Exit polls are taken for sample groups of voters leaving polling places after elections. Participants are given a series of questions regarding demographics, voting behavior, and opinions of national issues. Participants have the option of disclosing which candidate or party they voted for in senate races, house races, ballot measures, and the presidential race.
This lets news outlets like CNN communicate information like:
X% of voters in Utah were Male
and
X% of Male voters in Utah voted for [Candidate]
To scaffold the visuals for these exit polls, I took two general approaches.
First, plot the polls as tables. The information is strictly 2-dimensional, and tables provide for easy parsing and scraping of data. Initial designs were populated with 2012 election data.
Fig. 1 - Table View Iteration 1
Fig. 2 - Table View Iteration 2
Fig. 3 - Table View Iteration 3
The second approach plots the polls as horizontal bars. While this is slightly less readable at the details level, it provides a better view of the shape of the answers at a poll level.
Fig. 4 - Horizontal Bar View Iteration 1
Fig. 5 - Horizontal Bar View Iteration 2
To facilitate browsing the many sets of exit polls available, polls were grouped and tagged by top keywords including gender, race, opinion, and economy. These custom tags extended basic keyword extraction on the poll question and answer set.

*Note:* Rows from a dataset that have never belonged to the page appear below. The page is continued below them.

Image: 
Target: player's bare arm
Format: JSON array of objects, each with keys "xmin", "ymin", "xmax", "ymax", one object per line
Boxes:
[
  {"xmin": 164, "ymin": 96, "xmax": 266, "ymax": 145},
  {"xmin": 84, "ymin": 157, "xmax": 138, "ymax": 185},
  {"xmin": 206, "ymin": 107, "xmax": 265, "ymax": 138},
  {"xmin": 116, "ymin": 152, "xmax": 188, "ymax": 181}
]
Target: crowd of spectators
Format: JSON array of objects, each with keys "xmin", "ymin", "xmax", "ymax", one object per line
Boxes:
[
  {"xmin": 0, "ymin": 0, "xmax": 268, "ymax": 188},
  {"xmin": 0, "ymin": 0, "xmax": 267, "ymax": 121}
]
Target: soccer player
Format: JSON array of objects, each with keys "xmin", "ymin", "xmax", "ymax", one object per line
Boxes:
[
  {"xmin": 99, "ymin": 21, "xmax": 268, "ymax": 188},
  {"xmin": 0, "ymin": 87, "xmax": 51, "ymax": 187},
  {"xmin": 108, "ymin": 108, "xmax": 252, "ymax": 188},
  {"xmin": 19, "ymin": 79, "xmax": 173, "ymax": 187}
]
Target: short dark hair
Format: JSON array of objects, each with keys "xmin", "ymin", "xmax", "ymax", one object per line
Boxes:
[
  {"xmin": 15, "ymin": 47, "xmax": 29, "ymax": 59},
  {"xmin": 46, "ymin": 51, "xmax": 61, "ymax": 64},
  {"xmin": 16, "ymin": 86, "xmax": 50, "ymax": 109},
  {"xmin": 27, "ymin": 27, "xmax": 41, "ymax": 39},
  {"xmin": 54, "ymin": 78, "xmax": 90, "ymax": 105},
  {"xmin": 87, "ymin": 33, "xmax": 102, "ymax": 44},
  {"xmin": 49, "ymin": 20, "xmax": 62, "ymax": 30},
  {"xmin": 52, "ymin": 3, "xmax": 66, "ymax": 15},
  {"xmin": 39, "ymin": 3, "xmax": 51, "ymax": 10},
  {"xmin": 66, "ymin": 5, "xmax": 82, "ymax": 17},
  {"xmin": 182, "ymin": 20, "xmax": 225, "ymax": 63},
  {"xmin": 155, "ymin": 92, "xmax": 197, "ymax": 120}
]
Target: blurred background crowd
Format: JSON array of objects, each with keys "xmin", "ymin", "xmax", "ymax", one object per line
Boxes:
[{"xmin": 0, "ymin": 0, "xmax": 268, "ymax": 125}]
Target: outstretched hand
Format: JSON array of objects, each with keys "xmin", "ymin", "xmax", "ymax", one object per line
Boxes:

Fig. 6 - Filtering across polls (click to play)
An autocomplete field prioritizes the custom tags, and after typing will search through the full set of polls for a given race and return relevant results. The question "Is there a correlation between household income and voting ideology?" becomes relatively simple to answer, as the search results persist at the top of the page when navigating across different polls.